Der Samstag begann mit einer Haldern-typischen Neuentdeckung: Gisli vertrieben mit ihrem Indiepop zwischen Lemonheads und Weezer die letzten Wolken, so daß einem weiteren heißen Tag nichts mehr im Wege stand. Patrick Wolf und South waren da deutlich weniger eingängig und forderten dem Publikum mit ihren verspulten Nummern etwas mehr ab.
Doch dann regierten wieder die großen Melodien: Embrace waren nach 2000 zum zweiten Mal dabei und präsentierten vor allem Uralt-Nummern und neues Material (darunter die von Chris Martin geschriebene Single "Gravity"). Kein einziges Stück vom verkorksten "If you've never been" - späte Erkenntnis?
Erkenntnis sollte sicher auch der Auftritt von The Soundtrack Of Our Lives vermitteln. Sänger Ebbot Lundberg tobte in einem Priestergewand über die Bühne und bat die Zuhörer, auf dem Acker Platz zu nehmen. Die gehorchten, und Lundberg nahm singend ein Bad in der Menge, während seine Band sich durch einen spaßigen Zitatenstrauß pflügte. Keane bewiesen, daß man weder einen Gitarristen noch einen (leibhaftigen) Bassisten braucht, um Popmusik zu machen - ein charismatischer Frontmann reicht vollkommen. Und auch wenn man es bei Tom Chaplin auf den ersten Blick nicht unbedingt glauben würde: Der Mann sprang wie ein Flummi umher und hatte am Ende ein ebenso nasses Hemd wie die Leute in den ersten Reihen, die zuvor von der Feuerwehr abgekühlt worden waren.

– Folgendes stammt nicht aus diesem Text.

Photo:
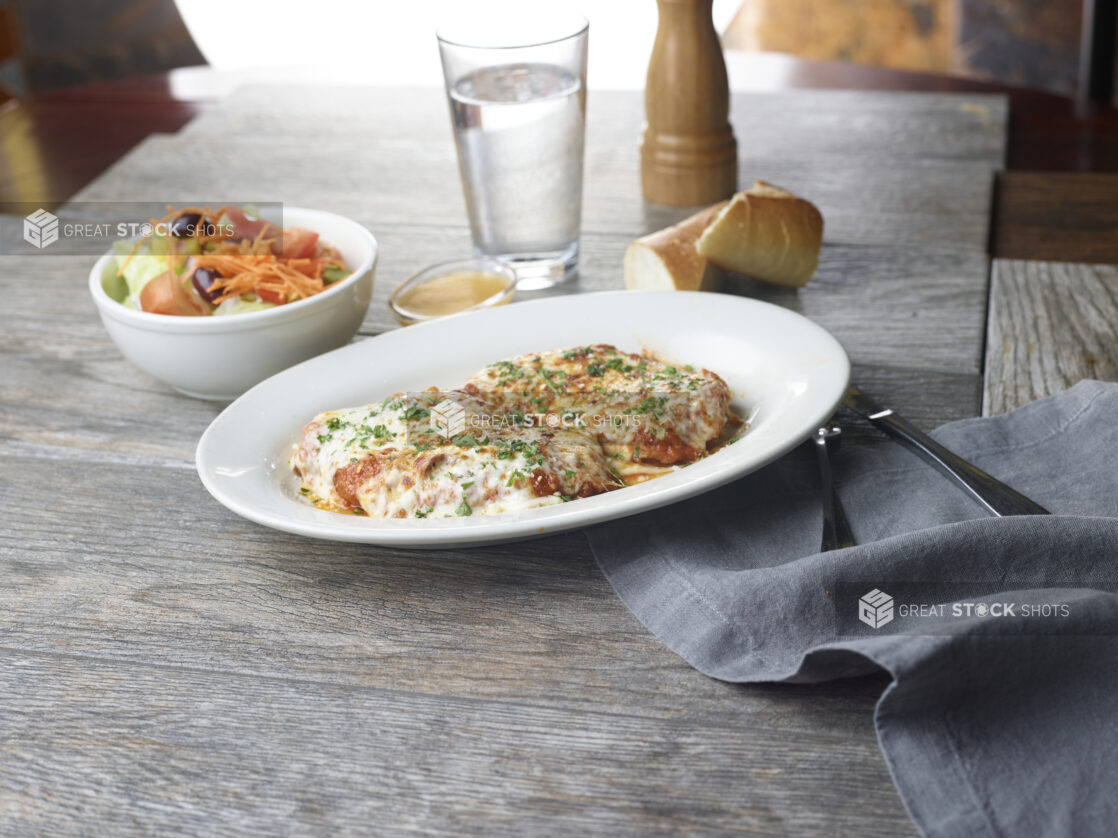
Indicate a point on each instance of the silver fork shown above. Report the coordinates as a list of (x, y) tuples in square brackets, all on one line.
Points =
[(836, 532)]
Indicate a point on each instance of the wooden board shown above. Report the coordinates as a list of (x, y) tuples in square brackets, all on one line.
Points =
[(167, 666), (926, 205), (898, 126), (1057, 217), (1051, 324)]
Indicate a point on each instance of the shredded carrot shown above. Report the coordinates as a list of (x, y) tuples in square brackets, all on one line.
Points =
[(247, 266), (249, 273)]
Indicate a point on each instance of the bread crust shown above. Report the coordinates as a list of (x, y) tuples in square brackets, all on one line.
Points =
[(668, 259), (766, 232)]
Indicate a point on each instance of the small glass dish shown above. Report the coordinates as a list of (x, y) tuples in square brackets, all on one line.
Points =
[(452, 287)]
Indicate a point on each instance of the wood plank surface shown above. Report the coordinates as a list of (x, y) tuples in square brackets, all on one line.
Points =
[(925, 205), (169, 667), (199, 753), (899, 126), (1051, 324), (1057, 217)]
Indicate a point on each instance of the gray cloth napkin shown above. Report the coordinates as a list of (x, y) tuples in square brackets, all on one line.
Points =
[(1002, 717)]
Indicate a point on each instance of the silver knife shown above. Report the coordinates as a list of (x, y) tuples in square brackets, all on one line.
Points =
[(988, 491)]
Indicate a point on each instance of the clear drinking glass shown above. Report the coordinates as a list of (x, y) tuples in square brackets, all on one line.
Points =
[(517, 88)]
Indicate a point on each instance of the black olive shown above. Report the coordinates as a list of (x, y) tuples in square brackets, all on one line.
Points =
[(204, 279)]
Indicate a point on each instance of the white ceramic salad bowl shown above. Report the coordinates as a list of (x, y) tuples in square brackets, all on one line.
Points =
[(220, 358)]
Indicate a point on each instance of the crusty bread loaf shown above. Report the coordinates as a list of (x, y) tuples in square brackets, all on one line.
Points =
[(768, 234), (668, 259)]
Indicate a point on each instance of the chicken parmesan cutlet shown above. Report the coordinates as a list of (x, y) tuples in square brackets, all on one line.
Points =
[(391, 459), (643, 411)]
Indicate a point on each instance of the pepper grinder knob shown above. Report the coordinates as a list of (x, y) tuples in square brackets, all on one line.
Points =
[(688, 152)]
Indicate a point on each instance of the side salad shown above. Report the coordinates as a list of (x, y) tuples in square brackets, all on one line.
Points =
[(197, 262)]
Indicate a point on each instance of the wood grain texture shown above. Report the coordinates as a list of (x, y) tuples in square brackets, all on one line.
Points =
[(1051, 324), (198, 753), (898, 126), (921, 205), (1057, 217), (167, 667)]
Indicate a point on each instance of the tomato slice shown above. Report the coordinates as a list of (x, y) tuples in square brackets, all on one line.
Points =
[(299, 244), (167, 294), (271, 296)]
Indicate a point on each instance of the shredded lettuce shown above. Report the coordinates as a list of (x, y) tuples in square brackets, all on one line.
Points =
[(333, 274), (242, 305)]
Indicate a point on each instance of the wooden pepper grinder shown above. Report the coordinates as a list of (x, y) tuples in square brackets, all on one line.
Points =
[(688, 153)]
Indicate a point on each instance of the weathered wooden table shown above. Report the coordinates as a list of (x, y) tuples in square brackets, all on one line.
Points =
[(169, 668)]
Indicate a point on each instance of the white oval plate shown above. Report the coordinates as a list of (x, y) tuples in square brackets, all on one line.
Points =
[(786, 375)]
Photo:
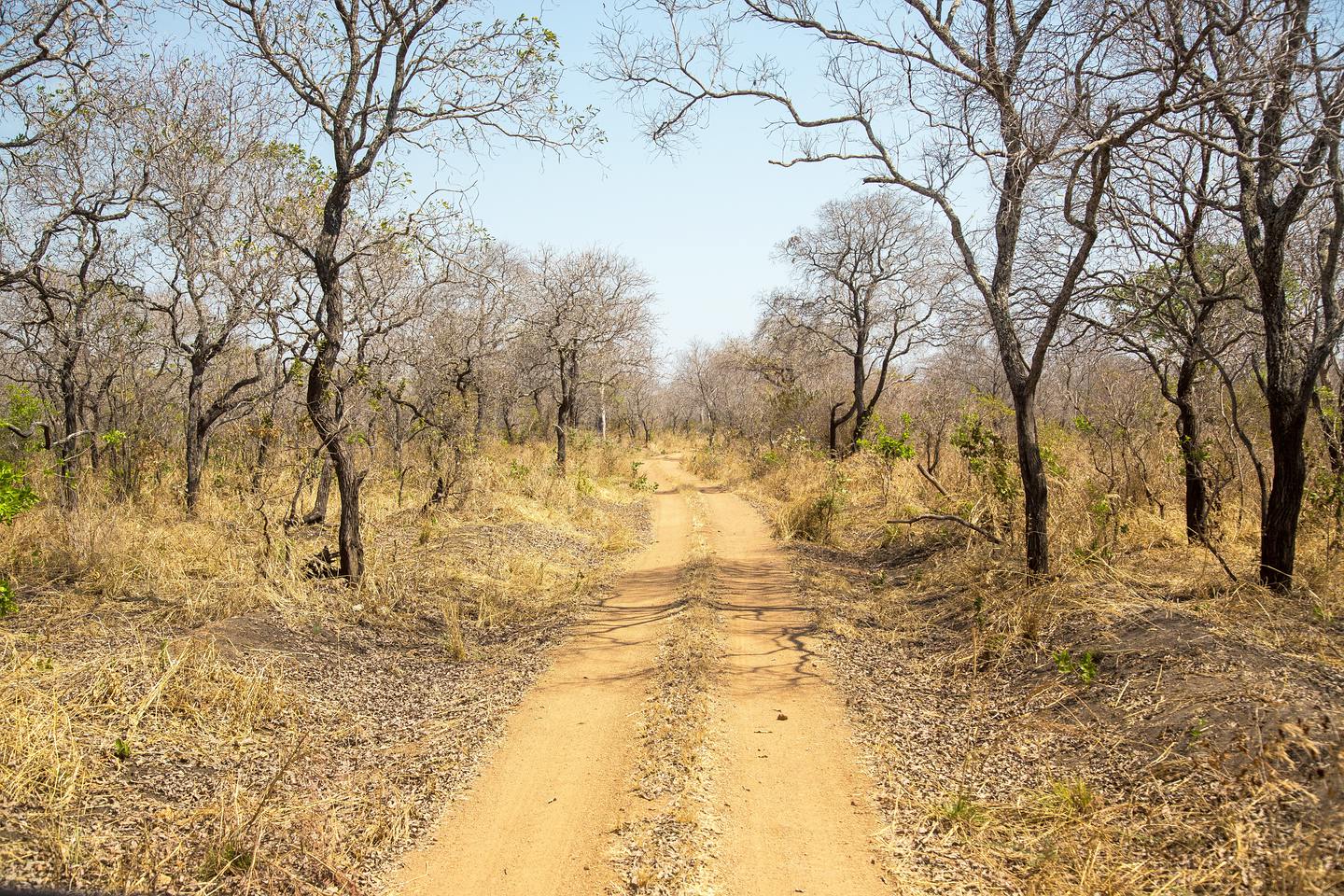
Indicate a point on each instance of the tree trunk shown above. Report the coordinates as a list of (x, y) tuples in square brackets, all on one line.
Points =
[(564, 415), (323, 497), (319, 392), (263, 445), (479, 426), (1193, 457), (195, 438), (1279, 526), (1035, 491), (70, 426), (861, 412)]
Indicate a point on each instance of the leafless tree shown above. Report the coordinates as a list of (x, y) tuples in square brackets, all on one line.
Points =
[(369, 78), (866, 277), (217, 275), (590, 317), (1025, 103), (1184, 308), (1273, 76), (69, 272)]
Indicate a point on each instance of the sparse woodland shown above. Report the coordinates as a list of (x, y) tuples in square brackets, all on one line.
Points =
[(305, 477)]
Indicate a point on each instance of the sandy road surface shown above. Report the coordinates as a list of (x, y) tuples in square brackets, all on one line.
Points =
[(540, 819)]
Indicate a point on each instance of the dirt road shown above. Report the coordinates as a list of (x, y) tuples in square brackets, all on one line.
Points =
[(540, 819)]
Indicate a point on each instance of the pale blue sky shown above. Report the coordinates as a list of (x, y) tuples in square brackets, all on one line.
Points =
[(702, 225)]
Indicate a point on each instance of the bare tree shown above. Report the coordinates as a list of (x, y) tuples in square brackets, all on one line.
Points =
[(1183, 312), (370, 78), (1025, 103), (218, 275), (1274, 79), (50, 54), (67, 266), (867, 277), (590, 317)]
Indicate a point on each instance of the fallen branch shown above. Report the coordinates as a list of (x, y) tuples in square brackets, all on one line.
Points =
[(1221, 560), (931, 480), (949, 517)]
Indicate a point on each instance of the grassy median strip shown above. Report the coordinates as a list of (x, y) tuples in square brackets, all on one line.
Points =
[(663, 849)]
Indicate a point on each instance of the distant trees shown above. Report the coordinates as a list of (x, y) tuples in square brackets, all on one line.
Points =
[(867, 275), (590, 318), (1273, 78), (218, 278), (369, 79), (1038, 106)]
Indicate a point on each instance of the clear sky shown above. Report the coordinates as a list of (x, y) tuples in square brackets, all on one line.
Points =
[(702, 225)]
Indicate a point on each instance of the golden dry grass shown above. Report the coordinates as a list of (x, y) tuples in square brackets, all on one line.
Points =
[(1136, 723), (183, 711)]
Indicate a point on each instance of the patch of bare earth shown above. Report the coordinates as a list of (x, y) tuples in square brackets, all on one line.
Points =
[(1080, 737), (665, 846)]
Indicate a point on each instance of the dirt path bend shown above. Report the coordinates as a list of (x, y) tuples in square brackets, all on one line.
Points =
[(797, 817), (539, 819)]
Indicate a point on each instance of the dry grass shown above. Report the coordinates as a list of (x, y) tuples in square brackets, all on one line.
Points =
[(662, 852), (183, 711), (1136, 723)]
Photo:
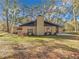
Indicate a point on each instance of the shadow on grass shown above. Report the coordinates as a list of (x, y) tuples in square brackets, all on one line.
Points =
[(42, 53), (58, 37)]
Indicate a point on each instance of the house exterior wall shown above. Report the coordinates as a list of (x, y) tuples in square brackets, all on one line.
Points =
[(51, 29), (26, 28), (40, 25)]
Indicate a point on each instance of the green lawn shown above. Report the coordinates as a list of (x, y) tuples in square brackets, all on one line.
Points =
[(62, 45)]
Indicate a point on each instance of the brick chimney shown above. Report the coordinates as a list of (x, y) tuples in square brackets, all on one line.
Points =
[(40, 25)]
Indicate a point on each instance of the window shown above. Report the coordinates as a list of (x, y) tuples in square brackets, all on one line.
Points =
[(30, 30), (48, 29)]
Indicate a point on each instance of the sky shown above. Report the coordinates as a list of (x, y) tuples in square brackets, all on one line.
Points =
[(31, 3)]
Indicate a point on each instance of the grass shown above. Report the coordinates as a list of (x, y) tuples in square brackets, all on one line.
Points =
[(46, 44), (68, 40)]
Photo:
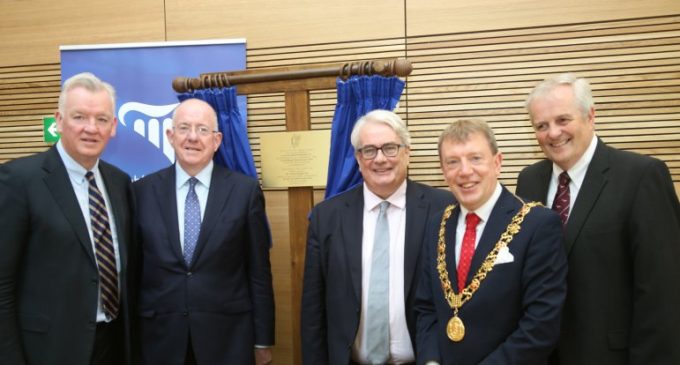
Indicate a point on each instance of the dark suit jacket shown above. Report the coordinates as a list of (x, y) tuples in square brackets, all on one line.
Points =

Back to the seventies hieß es bei den Kings Of Leon. Die vier Jungs aus Tennessee gaben dem Wort Retro-Rock eine völlig neue Bedeutung, der schwedische Singer/Songwriter Jose Gonzales war da wieder deutlich zeitloser. Doch dann kam einer, der Seventies und Zeitlosigkeit verband: Paul Weller, nach 2000 ebenfalls zum zweiten Mal vor Ort. Mit seiner Band spielte er auch wieder The-Jam-Klassiker, gegen die seine aktuelleren Solo-Sachen merklich abfielen. Das interessierte seine Jünger, die jedes Lied frenetisch feierten, freilich weniger.
Nach einer gut einstündigen Umbauspause war der nächtliche Niederrhein dann bereit für den mehr als würdigen Abschluß: The Divine Comedy (auch 2001 dabei gewesen) spielten mit einem Orchester aus der Region auf.
Die ersten gemeinsamen Proben hatten am Vorabend stattgefunden, umso beeindruckender war das Ergebnis. "They're officially all rockstars now", attestierte Neil Hannon dann auch den Orchestermusikern. Dann widmete er sein "Generation sex" George W. Bush, "The one and only idiot" - heißt es im Text doch so schön: "Generation sex elects the type of guys you wouldn't leave your kids with." Besonderer Höhepunkt dieses großartigen Abschlußreigens war dann die orchestrale Barock-Version von "No one knows" der Queens Of The Stone Age (Kurt Weill gewidmet).
Mit "Absent friends", dem Titeltrack des aktuellen Albums, endete der offizielle Teil des Festivals auf der Hauptbühne - womit wir wieder bei den Absagen vom Anfang wären. Bei aller Brillanz, wirklich vermißt wurde wohl keiner der abgesagten Künstler. Dafür war es auch in diesem Jahr wieder viel zu schön.
Links:
Haldern-Pop
Haldern 2004 (Diskussion in unserem Forum)
Haldern-Seite von Diebels
Diebels-Festivals (Rund um den Festivalsommer)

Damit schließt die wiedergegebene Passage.